The Public Accounts show other security agencies also underspent their approved budgets. The Canada Border Services Agency spent $194.2-million less than its approved budget of $2.2-billion; the Canadian Security Intelligence Service came in at $18.2-million below its approved budget of $534.8-million and the Communications Security Establishment spent $25.1-million less than its approved budget of $468.8-million. The percentages of money going unspent by departments are higher if automatic spending, such as pension contributions, are removed from the calculation.
The Globe asked all four bodies for explanations on Monday, but no answers were provided by CBSA in time for Tuesday's deadline. A spokesperson for CSE said the lower spending was partly because several small projects were delayed.
RCMP Sergeant Greg Cox noted Parliament approves spending in three categories – capital, operations and grants and contributions – and these budgets are not interchangeable. He said the RCMP underspent its budget in part because some capital projects were delayed or deferred.
A CSIS spokesperson said its unspent funds were within the amount that can be carried forward into the next year.
The practice of allowing approved spending to go unspent – or "lapse" as it is called in government documents – has raised concern in recent years because of the large amounts involved. Government-wide, departments lapsed $7.3-billion in 2013-14 and $10.1-billion the previous year.

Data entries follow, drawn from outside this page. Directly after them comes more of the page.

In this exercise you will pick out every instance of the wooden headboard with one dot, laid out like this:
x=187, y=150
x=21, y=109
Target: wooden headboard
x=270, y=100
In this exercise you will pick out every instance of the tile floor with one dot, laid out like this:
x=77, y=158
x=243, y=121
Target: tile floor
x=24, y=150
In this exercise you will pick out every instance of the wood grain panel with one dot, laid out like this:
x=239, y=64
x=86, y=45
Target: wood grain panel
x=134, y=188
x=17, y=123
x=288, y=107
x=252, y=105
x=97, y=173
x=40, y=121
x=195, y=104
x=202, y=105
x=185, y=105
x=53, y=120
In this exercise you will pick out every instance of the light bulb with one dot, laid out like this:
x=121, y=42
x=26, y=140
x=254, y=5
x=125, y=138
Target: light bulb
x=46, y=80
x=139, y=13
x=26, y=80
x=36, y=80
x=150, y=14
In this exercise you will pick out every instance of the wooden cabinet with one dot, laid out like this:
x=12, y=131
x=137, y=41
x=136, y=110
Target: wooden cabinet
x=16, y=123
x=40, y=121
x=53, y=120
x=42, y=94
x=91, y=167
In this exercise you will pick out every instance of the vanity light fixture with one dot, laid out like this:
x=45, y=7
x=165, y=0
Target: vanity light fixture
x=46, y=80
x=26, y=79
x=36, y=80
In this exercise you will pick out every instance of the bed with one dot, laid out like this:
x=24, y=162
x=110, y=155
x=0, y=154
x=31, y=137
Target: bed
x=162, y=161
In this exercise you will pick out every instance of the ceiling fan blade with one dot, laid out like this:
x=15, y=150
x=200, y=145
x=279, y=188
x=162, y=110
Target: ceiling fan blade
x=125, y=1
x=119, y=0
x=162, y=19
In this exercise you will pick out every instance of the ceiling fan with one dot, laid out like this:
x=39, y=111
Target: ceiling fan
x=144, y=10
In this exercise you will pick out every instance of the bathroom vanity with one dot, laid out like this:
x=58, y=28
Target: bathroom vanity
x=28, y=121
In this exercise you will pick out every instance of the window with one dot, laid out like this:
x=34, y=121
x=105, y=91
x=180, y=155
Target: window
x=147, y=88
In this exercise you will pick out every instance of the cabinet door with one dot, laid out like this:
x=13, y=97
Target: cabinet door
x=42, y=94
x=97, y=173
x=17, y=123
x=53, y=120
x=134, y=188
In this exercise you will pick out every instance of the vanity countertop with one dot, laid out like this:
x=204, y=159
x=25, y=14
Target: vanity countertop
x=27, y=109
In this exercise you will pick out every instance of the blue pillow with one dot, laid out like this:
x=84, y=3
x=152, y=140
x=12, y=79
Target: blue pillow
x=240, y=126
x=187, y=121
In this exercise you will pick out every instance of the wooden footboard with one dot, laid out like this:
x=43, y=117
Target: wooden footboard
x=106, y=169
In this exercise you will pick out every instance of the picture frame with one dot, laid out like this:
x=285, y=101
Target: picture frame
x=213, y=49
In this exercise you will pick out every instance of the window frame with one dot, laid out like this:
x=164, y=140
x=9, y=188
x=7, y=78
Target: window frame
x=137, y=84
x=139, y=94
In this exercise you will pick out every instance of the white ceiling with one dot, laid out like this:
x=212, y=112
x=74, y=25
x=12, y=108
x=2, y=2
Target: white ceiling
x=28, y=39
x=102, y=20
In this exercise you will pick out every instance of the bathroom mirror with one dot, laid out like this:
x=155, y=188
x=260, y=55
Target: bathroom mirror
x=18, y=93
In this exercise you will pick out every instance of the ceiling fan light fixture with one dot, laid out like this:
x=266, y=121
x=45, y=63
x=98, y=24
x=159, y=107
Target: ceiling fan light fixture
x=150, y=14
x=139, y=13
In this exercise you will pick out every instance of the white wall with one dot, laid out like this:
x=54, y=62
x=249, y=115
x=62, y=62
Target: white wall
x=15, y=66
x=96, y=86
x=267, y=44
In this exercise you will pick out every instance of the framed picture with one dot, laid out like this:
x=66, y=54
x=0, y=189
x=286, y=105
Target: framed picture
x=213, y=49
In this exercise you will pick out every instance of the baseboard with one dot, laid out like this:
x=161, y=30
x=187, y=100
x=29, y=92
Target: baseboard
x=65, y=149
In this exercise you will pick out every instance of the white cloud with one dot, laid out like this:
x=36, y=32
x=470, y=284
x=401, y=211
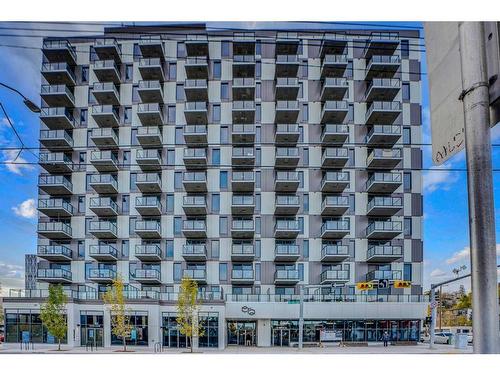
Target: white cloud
x=26, y=209
x=14, y=163
x=439, y=177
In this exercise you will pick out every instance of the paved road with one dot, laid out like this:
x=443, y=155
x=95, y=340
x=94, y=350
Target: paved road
x=371, y=349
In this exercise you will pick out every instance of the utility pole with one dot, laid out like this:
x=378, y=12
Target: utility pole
x=475, y=99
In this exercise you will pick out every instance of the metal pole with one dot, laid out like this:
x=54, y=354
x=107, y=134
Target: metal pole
x=301, y=317
x=480, y=187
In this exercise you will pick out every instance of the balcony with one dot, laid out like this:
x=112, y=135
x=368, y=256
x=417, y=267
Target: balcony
x=106, y=93
x=59, y=73
x=152, y=68
x=106, y=115
x=194, y=228
x=243, y=181
x=334, y=88
x=148, y=253
x=335, y=228
x=334, y=276
x=57, y=118
x=334, y=134
x=382, y=66
x=150, y=91
x=148, y=229
x=243, y=89
x=194, y=181
x=383, y=275
x=383, y=253
x=381, y=43
x=149, y=136
x=334, y=205
x=148, y=206
x=382, y=89
x=383, y=112
x=55, y=207
x=194, y=252
x=56, y=162
x=287, y=112
x=287, y=65
x=199, y=275
x=150, y=114
x=242, y=252
x=55, y=185
x=195, y=157
x=287, y=157
x=107, y=71
x=387, y=230
x=242, y=276
x=196, y=113
x=59, y=50
x=243, y=157
x=151, y=46
x=56, y=140
x=286, y=252
x=334, y=112
x=104, y=183
x=334, y=65
x=57, y=96
x=147, y=276
x=286, y=181
x=196, y=90
x=243, y=112
x=287, y=133
x=148, y=159
x=55, y=253
x=107, y=49
x=334, y=252
x=243, y=65
x=103, y=253
x=148, y=182
x=380, y=158
x=54, y=275
x=196, y=67
x=242, y=228
x=287, y=88
x=104, y=161
x=194, y=204
x=381, y=182
x=286, y=277
x=286, y=228
x=286, y=205
x=242, y=204
x=55, y=230
x=243, y=133
x=103, y=229
x=104, y=137
x=334, y=157
x=384, y=206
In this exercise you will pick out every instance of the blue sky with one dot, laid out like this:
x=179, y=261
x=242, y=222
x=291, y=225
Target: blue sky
x=445, y=193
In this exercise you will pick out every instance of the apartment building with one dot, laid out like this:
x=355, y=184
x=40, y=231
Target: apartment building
x=264, y=165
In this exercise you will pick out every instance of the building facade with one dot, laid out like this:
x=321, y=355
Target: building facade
x=257, y=163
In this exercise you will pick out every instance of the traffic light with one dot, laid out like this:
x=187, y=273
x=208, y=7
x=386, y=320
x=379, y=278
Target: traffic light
x=402, y=284
x=364, y=286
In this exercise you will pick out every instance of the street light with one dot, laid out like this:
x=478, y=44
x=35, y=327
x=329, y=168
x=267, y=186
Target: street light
x=28, y=103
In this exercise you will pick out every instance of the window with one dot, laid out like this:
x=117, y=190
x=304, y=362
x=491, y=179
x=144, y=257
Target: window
x=223, y=179
x=405, y=91
x=222, y=271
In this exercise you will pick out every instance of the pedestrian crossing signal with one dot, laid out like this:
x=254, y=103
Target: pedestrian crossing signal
x=402, y=284
x=364, y=286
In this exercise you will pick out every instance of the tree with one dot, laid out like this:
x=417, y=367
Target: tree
x=120, y=321
x=53, y=313
x=187, y=310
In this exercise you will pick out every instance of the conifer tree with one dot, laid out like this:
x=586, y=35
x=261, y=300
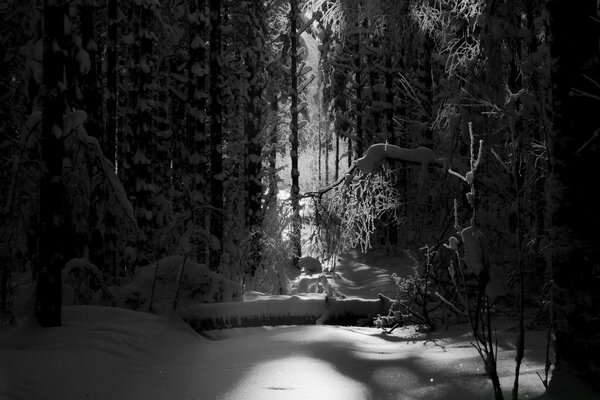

Treasury Board rules do allow departments to carry forward a limited amount of lapsed funding into the following year. But any money over that amount gets forfeited to Ottawa's bottom line.
The practice is a big reason the government has been able to announce that it beat previous forecasts for reducing the deficit. But while the large amount of savings is trumpeted as evidence of good management by the government, the widespread practice has raised transparency concerns from the budget officer.
"This is creating all kinds of issues, because if it's a hidden spending cut, then it's not a transparent way of reducing government operations," said assistant parliamentary budget officer Mostafa Askari. The PBO argues that some lapse should be expected, given that departments are not allowed to overspend their approved budgets. However, the PBO has called for better explanations as to why more than 8 per cent of approved spending is not being used.
University of Ottawa professor and national security expert Wesley Wark said it is "strange" to see money going unspent at Canada's security agencies. Prof. Wark said last month's attack on Parliament Hill requires a debate about proper funding levels for these organizations, but that can be a challenge given the level of secrecy required.
"We just need to have a better picture of how the money is spent," he said. Based on his research, Mr. Wark said arguments could be made to give more money to the RCMP, CSIS and the CBSA but the CSE has received significant increases in recent years and is likely well-funded.
At an Oct. 20 Senate committee hearing two days before the attack, CSIS director of operations Jeff Yaworski suggested the service could use more money.
"I would be foolhardy to say we have all the bases covered," he told senators. "We do what we can with the budget we have."
NDP MP Randall Garrison said it appears departments – including security agencies – are under political pressure to underspend.
"It is a serious concern," he said. "You've already reduced their budget and now you put pressure on them to not even spend what's allocated. Then Parliament has a tough time knowing if proper resources are assigned to national security."